2.3. Factores de riesgo de caídas
2.3.2. Factores extrínsecos
Los diferentes documentos consultados en torno al tema, consideran factores extrínsecos aquellos que dependen del ambiente y de la actividad que se desarrolla en el momento de la caída. Los factores ambientales son muy numerosos y aunque pueden ser identificados hasta en el 55% de las caídas, actúan de forma habitual como factores precipitantes de las caídas. Así, los factores extrínsecos hacen referencia a la actividad que desarrollaba el mayor en el momento de la caída, y el entorno en el que se ha producido la misma.

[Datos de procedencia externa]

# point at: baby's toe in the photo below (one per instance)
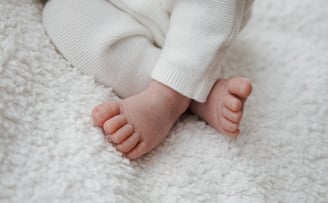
(231, 115)
(232, 103)
(240, 87)
(129, 143)
(105, 111)
(229, 126)
(114, 123)
(121, 134)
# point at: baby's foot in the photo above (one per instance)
(223, 109)
(139, 123)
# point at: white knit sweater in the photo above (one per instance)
(192, 36)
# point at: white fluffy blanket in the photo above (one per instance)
(51, 152)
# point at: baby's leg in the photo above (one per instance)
(223, 109)
(100, 40)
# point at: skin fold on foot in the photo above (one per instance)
(223, 109)
(139, 123)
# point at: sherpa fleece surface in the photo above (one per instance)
(51, 152)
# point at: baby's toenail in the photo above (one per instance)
(98, 115)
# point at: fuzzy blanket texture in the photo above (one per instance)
(51, 152)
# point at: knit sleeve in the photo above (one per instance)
(199, 30)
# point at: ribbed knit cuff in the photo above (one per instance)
(187, 82)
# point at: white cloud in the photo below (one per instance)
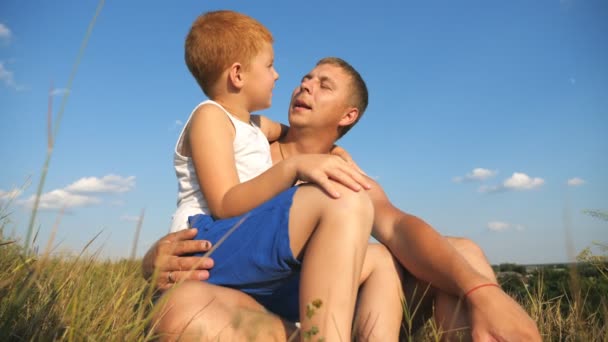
(518, 181)
(576, 181)
(59, 91)
(129, 218)
(478, 174)
(108, 183)
(61, 199)
(500, 226)
(521, 181)
(176, 125)
(10, 195)
(6, 76)
(5, 33)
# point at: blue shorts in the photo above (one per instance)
(256, 257)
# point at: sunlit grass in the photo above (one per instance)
(74, 298)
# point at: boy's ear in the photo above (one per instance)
(349, 117)
(235, 75)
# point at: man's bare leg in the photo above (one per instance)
(203, 312)
(331, 236)
(449, 312)
(379, 310)
(199, 311)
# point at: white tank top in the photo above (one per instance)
(251, 154)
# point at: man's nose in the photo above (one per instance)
(306, 86)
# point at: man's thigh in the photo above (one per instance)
(208, 312)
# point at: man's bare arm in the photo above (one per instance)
(171, 258)
(426, 254)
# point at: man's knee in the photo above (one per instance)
(467, 248)
(181, 311)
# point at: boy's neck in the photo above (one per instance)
(234, 107)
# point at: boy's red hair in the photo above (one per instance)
(217, 40)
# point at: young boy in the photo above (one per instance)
(225, 174)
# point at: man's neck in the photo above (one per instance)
(299, 141)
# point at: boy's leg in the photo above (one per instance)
(379, 309)
(331, 236)
(198, 311)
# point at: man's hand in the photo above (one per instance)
(495, 316)
(170, 256)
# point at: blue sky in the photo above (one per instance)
(489, 119)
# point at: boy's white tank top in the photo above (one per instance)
(251, 154)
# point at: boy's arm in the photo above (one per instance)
(210, 137)
(272, 130)
(430, 257)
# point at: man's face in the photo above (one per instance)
(321, 99)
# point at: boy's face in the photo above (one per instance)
(260, 79)
(321, 99)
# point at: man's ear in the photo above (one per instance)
(349, 117)
(235, 75)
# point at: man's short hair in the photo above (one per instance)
(218, 39)
(358, 97)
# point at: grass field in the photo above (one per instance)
(76, 298)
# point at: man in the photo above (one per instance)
(327, 103)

La mayoría de las caídas acontecen durante las actividades cotidianas habituales, ya que sólo en un 5% de los casos pueden producirse en actividades poco habituales. En cuanto al
entorno del mayor, son bien conocidos los factores que con mayor frecuencia intervienen, en relación éstos con las características de la vivienda y el entorno inmediato, los espacios comunes o públicos, las características de la vía pública y los medios de transporte(27,61,62,73), entre otros que se detallan a continuación.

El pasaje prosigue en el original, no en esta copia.